Лицо княгини Урусовой окаменело, вне всякого сомнения, Анна Николаевна решила, что mademoiselle Ракитина нарочно облила Наталью чаем. Елена Андреевна принялась бормотать извинения вслед за дочерью, лишь Илья Сергеевич сохранил полную невозмутимость.

— Не расстраивайтесь, — улыбнулся он Марье. — Вы ведь не нарочно, — послал он матери предостерегающий взгляд.

Анна Николаевна, ежели и собиралась сделать замечание, то натолкнувшись на ледяной взгляд сына, тотчас передумала.

— Мы, пожалуй, поедем, — поднялась из-за стола Елена Андреевна. — Загостились уже.

— Очень рада была повидаться с вами, — вежливо кивнула княгиня.

— Я провожу, — подал руку Марье Урусов.

Домой возвращались в молчании. Madame Ракитину тоже мучили сомнения относительно случайности происшествия за чаепитием, но при виде сосредоточенного и нахмуренного лица дочери, она не решилась высказать той свои подозрения.

Ежели бы не злосчастная чашка с чаем, Елена Андреевна была бы вне себя от радости. Князь Урусов, как ни крути, самая выгодная партия, о таком зяте можно было лишь мечтать, но Марья явно не разделяла восторгов матери по этому поводу, что, конечно же, Елену Андреевну огорчило. Рассудив, что девочке нужно дать время, дабы она свыклась с мыслью о возможном замужестве, madame Ракитина решила пока не заводить разговоров на щекотливую тему.

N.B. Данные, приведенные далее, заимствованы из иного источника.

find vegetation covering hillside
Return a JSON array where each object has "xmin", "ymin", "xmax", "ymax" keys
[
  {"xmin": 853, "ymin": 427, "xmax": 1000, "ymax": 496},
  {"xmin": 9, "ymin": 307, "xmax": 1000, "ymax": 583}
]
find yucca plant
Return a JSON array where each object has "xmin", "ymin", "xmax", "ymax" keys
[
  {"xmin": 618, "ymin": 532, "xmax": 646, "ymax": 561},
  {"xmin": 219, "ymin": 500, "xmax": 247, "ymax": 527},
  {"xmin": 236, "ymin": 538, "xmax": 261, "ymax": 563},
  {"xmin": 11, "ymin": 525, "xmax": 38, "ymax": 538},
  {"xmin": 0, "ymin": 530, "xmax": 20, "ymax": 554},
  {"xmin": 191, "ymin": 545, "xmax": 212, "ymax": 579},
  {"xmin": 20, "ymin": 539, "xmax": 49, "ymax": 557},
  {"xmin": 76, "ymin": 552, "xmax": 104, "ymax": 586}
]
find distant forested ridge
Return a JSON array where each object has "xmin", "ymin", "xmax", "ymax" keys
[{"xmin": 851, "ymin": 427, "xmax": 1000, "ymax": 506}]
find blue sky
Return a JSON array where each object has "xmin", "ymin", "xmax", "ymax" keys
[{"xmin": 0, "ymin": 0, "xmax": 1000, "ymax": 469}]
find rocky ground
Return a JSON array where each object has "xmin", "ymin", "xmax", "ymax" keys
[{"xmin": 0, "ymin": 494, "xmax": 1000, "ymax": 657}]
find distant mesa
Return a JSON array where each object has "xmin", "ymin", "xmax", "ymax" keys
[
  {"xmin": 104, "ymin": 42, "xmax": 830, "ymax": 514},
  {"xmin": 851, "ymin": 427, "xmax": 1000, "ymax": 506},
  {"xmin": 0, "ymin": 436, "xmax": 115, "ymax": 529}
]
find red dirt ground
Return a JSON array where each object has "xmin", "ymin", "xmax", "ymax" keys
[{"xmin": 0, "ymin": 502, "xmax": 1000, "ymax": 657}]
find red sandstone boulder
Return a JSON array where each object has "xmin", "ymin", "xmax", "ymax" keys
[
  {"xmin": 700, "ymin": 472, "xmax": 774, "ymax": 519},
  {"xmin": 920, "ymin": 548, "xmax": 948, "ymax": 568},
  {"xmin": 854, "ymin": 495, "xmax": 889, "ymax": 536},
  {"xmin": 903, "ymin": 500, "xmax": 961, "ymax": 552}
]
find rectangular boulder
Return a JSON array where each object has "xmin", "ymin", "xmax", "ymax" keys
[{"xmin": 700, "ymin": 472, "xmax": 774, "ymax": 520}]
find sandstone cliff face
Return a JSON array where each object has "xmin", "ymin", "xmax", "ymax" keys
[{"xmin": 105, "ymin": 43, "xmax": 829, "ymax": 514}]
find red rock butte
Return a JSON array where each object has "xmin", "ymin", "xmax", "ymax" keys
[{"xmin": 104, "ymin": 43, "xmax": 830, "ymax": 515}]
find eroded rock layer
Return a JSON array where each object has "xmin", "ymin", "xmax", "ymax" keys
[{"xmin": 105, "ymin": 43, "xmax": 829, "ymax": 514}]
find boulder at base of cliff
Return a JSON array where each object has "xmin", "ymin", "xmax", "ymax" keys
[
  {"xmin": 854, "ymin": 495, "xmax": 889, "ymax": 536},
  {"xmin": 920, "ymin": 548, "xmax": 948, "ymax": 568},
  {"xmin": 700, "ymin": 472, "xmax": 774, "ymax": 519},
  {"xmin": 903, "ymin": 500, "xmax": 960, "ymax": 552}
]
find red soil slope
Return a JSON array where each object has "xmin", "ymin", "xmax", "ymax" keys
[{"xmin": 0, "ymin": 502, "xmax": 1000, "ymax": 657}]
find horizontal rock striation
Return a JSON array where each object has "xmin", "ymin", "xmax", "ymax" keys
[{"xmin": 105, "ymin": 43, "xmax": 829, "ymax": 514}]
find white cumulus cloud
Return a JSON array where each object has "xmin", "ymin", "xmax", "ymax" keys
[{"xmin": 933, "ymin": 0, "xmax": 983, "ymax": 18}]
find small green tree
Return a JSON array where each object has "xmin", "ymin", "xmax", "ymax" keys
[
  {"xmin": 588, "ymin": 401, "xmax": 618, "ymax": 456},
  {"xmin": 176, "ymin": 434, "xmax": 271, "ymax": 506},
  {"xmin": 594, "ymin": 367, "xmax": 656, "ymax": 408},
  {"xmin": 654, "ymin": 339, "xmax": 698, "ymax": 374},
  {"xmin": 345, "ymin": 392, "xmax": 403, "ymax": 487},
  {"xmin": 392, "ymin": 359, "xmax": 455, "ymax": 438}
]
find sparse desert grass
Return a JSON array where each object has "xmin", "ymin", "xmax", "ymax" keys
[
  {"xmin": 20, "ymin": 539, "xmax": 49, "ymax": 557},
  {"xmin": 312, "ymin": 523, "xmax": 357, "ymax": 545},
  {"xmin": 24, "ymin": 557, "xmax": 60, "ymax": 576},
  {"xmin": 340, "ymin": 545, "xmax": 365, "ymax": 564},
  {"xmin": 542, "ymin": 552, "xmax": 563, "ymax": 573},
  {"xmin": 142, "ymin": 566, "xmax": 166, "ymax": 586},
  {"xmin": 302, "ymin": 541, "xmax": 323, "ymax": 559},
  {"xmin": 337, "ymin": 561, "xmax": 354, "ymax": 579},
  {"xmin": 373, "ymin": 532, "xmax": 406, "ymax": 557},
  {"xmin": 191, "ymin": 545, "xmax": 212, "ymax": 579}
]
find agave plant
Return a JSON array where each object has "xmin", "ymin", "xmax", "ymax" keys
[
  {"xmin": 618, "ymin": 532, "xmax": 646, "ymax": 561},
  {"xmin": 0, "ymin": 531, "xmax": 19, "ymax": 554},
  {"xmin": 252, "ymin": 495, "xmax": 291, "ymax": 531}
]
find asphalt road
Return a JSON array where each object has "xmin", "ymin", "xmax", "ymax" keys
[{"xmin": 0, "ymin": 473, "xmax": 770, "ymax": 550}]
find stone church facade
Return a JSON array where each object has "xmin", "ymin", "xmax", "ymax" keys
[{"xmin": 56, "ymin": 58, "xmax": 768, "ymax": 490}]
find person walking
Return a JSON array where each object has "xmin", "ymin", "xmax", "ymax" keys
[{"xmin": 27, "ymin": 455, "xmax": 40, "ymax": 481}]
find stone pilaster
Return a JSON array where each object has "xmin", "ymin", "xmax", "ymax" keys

В свои покои Марья поднялась в самом скверном расположении духа. Потянув ленты на шляпке, она лишь запутала их. Сколько не билась она перед зеркалом, стараясь развязать тугой узел, но ничего не выходило.

— Настя! — выглянула она в будуар. — Настасья, где тебя черти носят?! — оглядела она пустую комнату. — Вот бестолочь! — сердито топнула ногой девушка.

Всё более впадая в состояние безудержного гнева, Марья Филипповна вышла в коридор. Шляпка болталась на затылке, атласные ленты давили на шею. Она уже подумывала о том, чтобы просто взять ножницы и разрезать узел, когда услышала из-за приоткрытой двери в покои Сержа голоса своей горничной и брата.

Бесшумно ступая, девушка приблизилась и заглянула в комнату. Намотав длинную рыжую косу Настасьи на руку, Серж целовал бесстыжую девицу. Зная, что поступает дурно, что надобно бы уйти, Марья не могла отвести взгляда от целующейся пары. Ощущая, как участилось дыхание, и кровь прилила к щекам, Марья дотронулась до собственных губ. Потяжелело в груди, незнакомое, неведомое прежде томление охватило всё тело. Возникло ощущение, будто в крови, как в шампанском забурлили пузырьки, вызывая странное ощущение трепыхания внутри.

— Пустите, Сергей Филиппович, — тихо прошептала Настасья в губы Ракитина. — Барышня, звали, кажется.

— Обещай, что придёшь к ночи, — стиснул девку в объятьях Серж.

— Приду, барин, — улыбнулась Настасья и провела кончиками пальцев по гладко выбритой щеке.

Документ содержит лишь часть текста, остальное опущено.